2025.11.10 18:00
2025.11.10 18:00
観てる人の昔の恋を絶対否定したくなかった
──3回目となると、当然eillさんと『ラブトラ』の距離感も変わってきていると思うんですが、今回の「ラストシーン.」を作る上での気持ちはどうでしたか?
やっぱり人気の作品ですし、ご一緒する上で、ちゃんと奇跡的なケミストリーが起こってほしいというのは思ってました。あと、自分的にはちょっと『ラブトラ』を映画っぽくしたかったんです。

──映画っぽく?
より名作感というか、「『ラブ トランジット』は名作だ」みたいな感じを、主題歌で残したかったんです。だから、ストリングスを生で録ったりして。前作は結構オルタナの方向に進んで、私のエゴがボーンって出てしまった部分もあったんですけど、今回は視聴者の皆さんが重ねている恋も、出演者の皆さんの恋も、1本の映画みたいに見えるような楽曲にしたいっていう気持ちで作りました。
──確かに、「ラストシーン.」はこれまでの「happy ending」「happy ever after」と比べてもいちばん直球のバラード、堂々たるバラードだなと思うんです。今までは尖った部分を入れることによってeillの曲になるっていうアイデンティティがあったと思うんですけど、今回は本当に作品の方に身を投げてるっていうか。
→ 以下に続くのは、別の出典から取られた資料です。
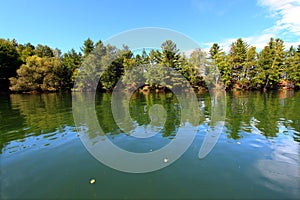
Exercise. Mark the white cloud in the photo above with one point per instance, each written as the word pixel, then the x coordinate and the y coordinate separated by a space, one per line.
pixel 287 13
pixel 286 26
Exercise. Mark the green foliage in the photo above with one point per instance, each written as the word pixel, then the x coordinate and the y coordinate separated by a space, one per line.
pixel 102 66
pixel 270 65
pixel 88 47
pixel 9 62
pixel 218 69
pixel 43 51
pixel 38 74
pixel 237 59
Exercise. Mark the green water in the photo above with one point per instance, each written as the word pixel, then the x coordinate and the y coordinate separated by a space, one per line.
pixel 256 156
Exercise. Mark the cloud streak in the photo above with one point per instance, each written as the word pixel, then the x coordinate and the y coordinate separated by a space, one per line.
pixel 287 26
pixel 287 13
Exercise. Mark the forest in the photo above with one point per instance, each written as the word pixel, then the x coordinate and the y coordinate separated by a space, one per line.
pixel 25 68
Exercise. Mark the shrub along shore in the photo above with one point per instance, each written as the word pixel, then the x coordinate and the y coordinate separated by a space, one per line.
pixel 25 68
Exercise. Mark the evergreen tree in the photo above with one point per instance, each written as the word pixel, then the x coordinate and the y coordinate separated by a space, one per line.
pixel 9 63
pixel 237 59
pixel 270 65
pixel 88 47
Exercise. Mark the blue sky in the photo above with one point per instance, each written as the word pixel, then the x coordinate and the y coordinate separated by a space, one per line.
pixel 65 24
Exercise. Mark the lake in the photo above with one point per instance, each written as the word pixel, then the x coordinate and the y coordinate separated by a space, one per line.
pixel 256 155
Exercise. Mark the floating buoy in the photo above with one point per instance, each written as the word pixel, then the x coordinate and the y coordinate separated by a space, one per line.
pixel 92 181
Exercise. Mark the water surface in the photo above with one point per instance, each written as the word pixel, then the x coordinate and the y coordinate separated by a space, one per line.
pixel 256 156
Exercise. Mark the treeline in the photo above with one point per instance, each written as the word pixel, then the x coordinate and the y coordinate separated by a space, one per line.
pixel 29 68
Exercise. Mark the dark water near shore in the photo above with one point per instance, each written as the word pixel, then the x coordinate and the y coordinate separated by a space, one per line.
pixel 256 156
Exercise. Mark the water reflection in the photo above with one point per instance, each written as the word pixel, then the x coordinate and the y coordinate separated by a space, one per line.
pixel 27 116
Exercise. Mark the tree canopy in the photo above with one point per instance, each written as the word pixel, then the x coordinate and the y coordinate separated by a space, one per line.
pixel 40 68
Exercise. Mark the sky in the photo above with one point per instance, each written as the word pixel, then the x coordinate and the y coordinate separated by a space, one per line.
pixel 65 24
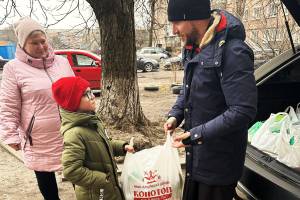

そうですね。作品に対して楽曲を書くときの気持ちがかなり変わりました。真ん中にセリフが入れられるようにインターの部分を入れたりとか。1、2話ぐらい先にいただいて、観ながら歌詞を書いてたんですけど、1回ちょっと映像の音をオフにして、自分の曲を流して、実際に流れたらどうなるのかイメージしたりして作りました(笑)。
──アーティストとしてのエゴじゃないんですね、この曲を作らせたものが。
そうですね。もともとデモがあったので、あとはそのデモを『ラブトラ』にどう寄せていくか、みたいなイメージでした。
──先ほど原型は18歳で作ったとおっしゃっていましたけど、当時の気持ちは覚えていますか?
覚えています。何をやりたくて作った曲なのか、すごくリアルに話すと、18歳のときの話で。私韓国が好きなんですけど。
──はい。
高校を卒業して、別に留学するわけでもなく、初めて1人で韓国に音楽を作りに行くってなって。3日とかなんですが、でも、私にとってはそれって大きなことだったから、「ごめん、私は韓国に行くから」って言ってお別れをしたんです。
──3日行くだけなのに。
でもそのぐらいの覚悟で韓国に曲作りに行くみたいなのがあったんですよね。それで、そのお別れ話をした帰りに書いたのがこの曲でした。

──その話を聞くと、〈どんなに苦くても/同じ人生歩んで/あなたとまた恋に落ちるでしょう〉っていう歌詞が俄然重みを増してくる感じがする。
その部分は『ラブトラ』を観てリライトした歌詞です(笑)。デモはもっとピュアというか幼稚な歌詞で、結構わがままをずっと言い続けるみたいな歌詞だったんです。そこから書き直したんですけど、『ラブ トランジット』でもみんな一度別れているのって、何か直してほしいところとか改善できなかった点があるわけじゃないですか。それは一種のわがままでもあって、それがお互いにあるからぶつかって、また恋愛するときにそれが大きな壁になる。だから別に間違ってはいないのかなと思って、方向性としてはそのままいこうと思ったんです。
──大人になったというか、俯瞰して見ているなと思うのが、〈あなたとまた恋に落ちるでしょう〉っていうところなんですよね。eillさん、これまでは「もうあなたと一緒になれない」って、2曲連続で言ってたんですよ。
憎み系でしたよね。でも、視聴者さんの声も結構届いてくるので。たとえばパートナーがいる人でも、『ラブトラ』を観て、昔の恋を思い出して泣いたりとかするわけじゃないですか。でもその恋を絶対否定したくないし、もう一回人生を最初からやり直してもこのタイミングでこの人と恋するよねっていうのを肯定する曲でありたかったんです。
──そう、いろいろな人の心をちゃんと掬い上げるような普遍性をもった曲なんですよね。そこがおっしゃっていた名曲ということなのかなと思うんです。
そうですね。今回、シーズン3でご一緒させていただくことが決まる前に、『ラブトラ』チームの皆さんとごはんに行かせていただいたんです。そのときに制作の裏側を伺って、出演者の方々と一緒になって悩んだり泣いたりしながら、本当に熱量を持って番組を作っていらっしゃるのを知ったんです。その熱量って何にも変えられないものだし、そこにちゃんと私もジョインしたいという気持ちがあったんですよね。だから、最初に話したコライトをやるときのスタンスと近いものがあって。それができた曲になったかなと思います。